彼女達は男娼に入り浸り、近くの酒場で代金を踏み倒し、やりたいようにやっている。

遠征から帰り、開口一番その話を聞くことは、遠征から帰ってきた安堵と疲労よりも大きなものだ。

初めの頃は王がその事を知り、ばつが悪そうにしていた時もあったが今は、もう呼び出しても、来ることもなくなった。

それを見かねた周りのものは進言をしてくるが、全ては王に委ねるの一点張りだ。

どうしろとは言わないが、

「処刑をしてほしい」

そう思っている者は決して少なくはないのだろう。

そんな王に謁見を願っている町の者がいた。

もううんざりだ。

毎日のように王に申し立てる町の者は絶えない。

昨日も酒場の店主が踏み倒された酒代を請求しにやってきた。

酒場で男娼と飲んで、暴れて店の備品が壊されたと支払った金を数えながら言い出す始末。王はそれを聞き請求された酒代より色を付けて何回も支払っている。
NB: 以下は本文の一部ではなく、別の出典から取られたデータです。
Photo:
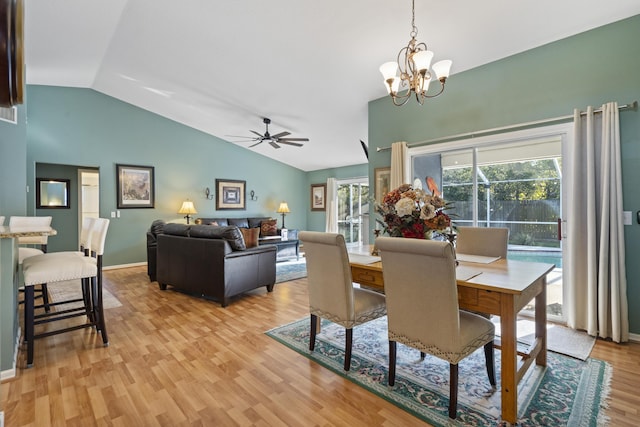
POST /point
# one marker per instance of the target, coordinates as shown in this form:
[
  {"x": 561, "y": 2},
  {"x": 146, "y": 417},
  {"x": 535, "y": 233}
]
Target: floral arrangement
[{"x": 414, "y": 213}]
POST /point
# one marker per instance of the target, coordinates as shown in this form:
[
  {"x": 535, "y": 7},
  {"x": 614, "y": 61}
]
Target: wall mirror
[{"x": 52, "y": 193}]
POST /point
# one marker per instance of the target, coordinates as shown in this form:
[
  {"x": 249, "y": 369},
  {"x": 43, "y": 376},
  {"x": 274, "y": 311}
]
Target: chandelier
[{"x": 413, "y": 63}]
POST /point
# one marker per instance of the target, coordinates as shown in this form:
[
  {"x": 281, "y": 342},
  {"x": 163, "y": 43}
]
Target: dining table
[{"x": 491, "y": 285}]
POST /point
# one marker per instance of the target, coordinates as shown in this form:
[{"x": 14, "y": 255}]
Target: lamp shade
[
  {"x": 187, "y": 208},
  {"x": 283, "y": 208}
]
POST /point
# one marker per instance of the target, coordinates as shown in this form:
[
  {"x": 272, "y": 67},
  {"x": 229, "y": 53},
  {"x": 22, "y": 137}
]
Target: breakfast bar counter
[{"x": 9, "y": 276}]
王にとって町の者の信頼を得ることも大事なことなのだ。

だからと言って毎日毎日同じような話を聞いているのも正直うんざりだ。

王は深くため息をつきながら謁見を望む町の者を呼び寄せるよう命じた。

男は王をまるで蔑むような表情で見つめている。

酒場の主人でもない、男娼か。

王は何のようだと天を仰ぎながら言ったが、男は何も語らず、王を見つめたまま動こうともしない。
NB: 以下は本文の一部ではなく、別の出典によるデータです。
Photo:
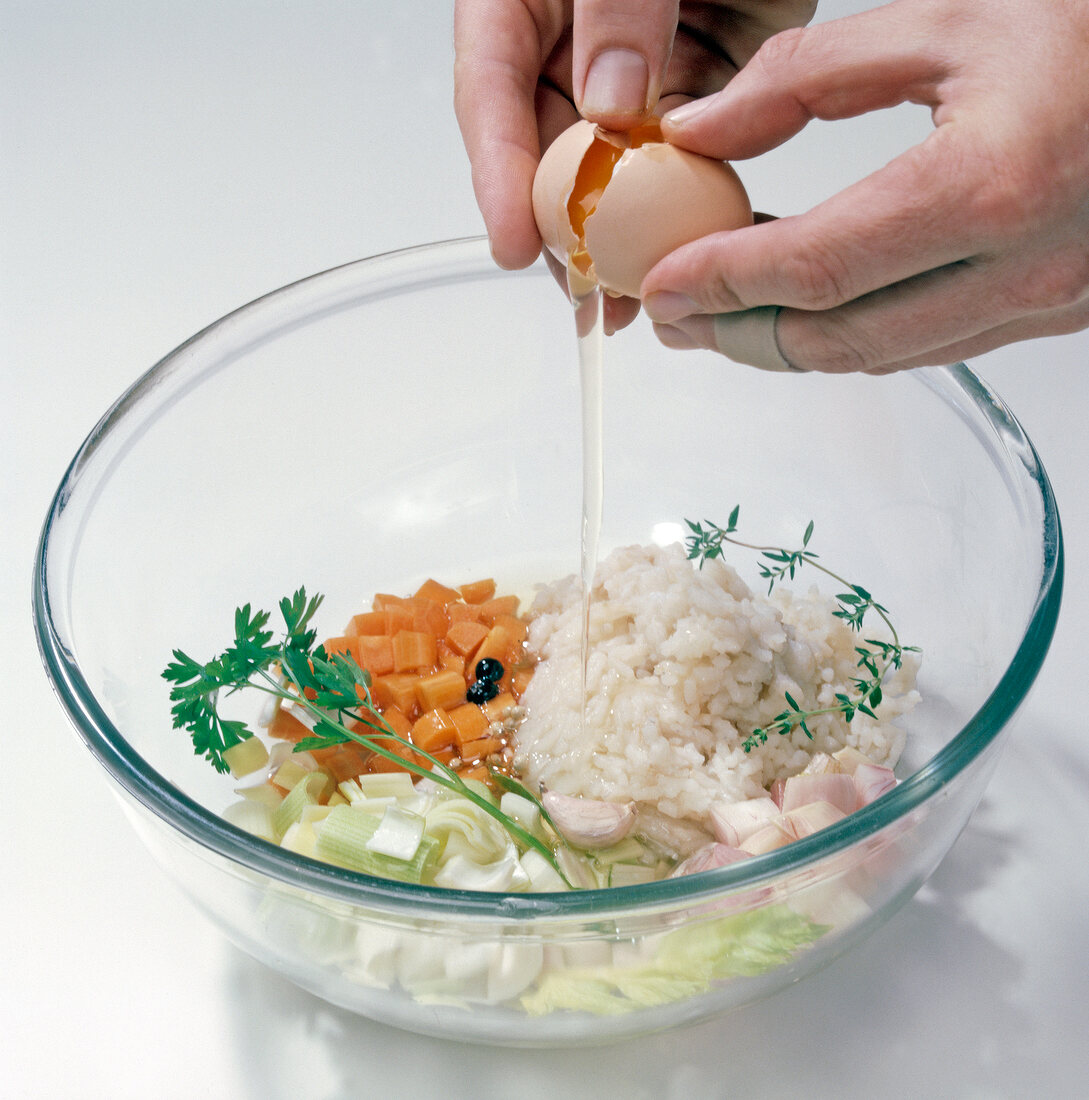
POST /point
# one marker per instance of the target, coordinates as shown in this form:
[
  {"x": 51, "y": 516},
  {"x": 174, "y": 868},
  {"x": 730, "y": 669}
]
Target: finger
[
  {"x": 1051, "y": 323},
  {"x": 908, "y": 218},
  {"x": 619, "y": 56},
  {"x": 963, "y": 310},
  {"x": 497, "y": 61},
  {"x": 832, "y": 70}
]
王は怪訝に思い、男にこの場を去るよう促したが、男は一向に動こうともしなかった。

しばらく沈黙が続いた。

それは長くも感じたが、そんなに長くもなかったのだろう。

男は口元を緩ませ何か言うつもりだったのか分からなかったが、少し笑ったような表情で去っていってしまった。

王は悩んでいた。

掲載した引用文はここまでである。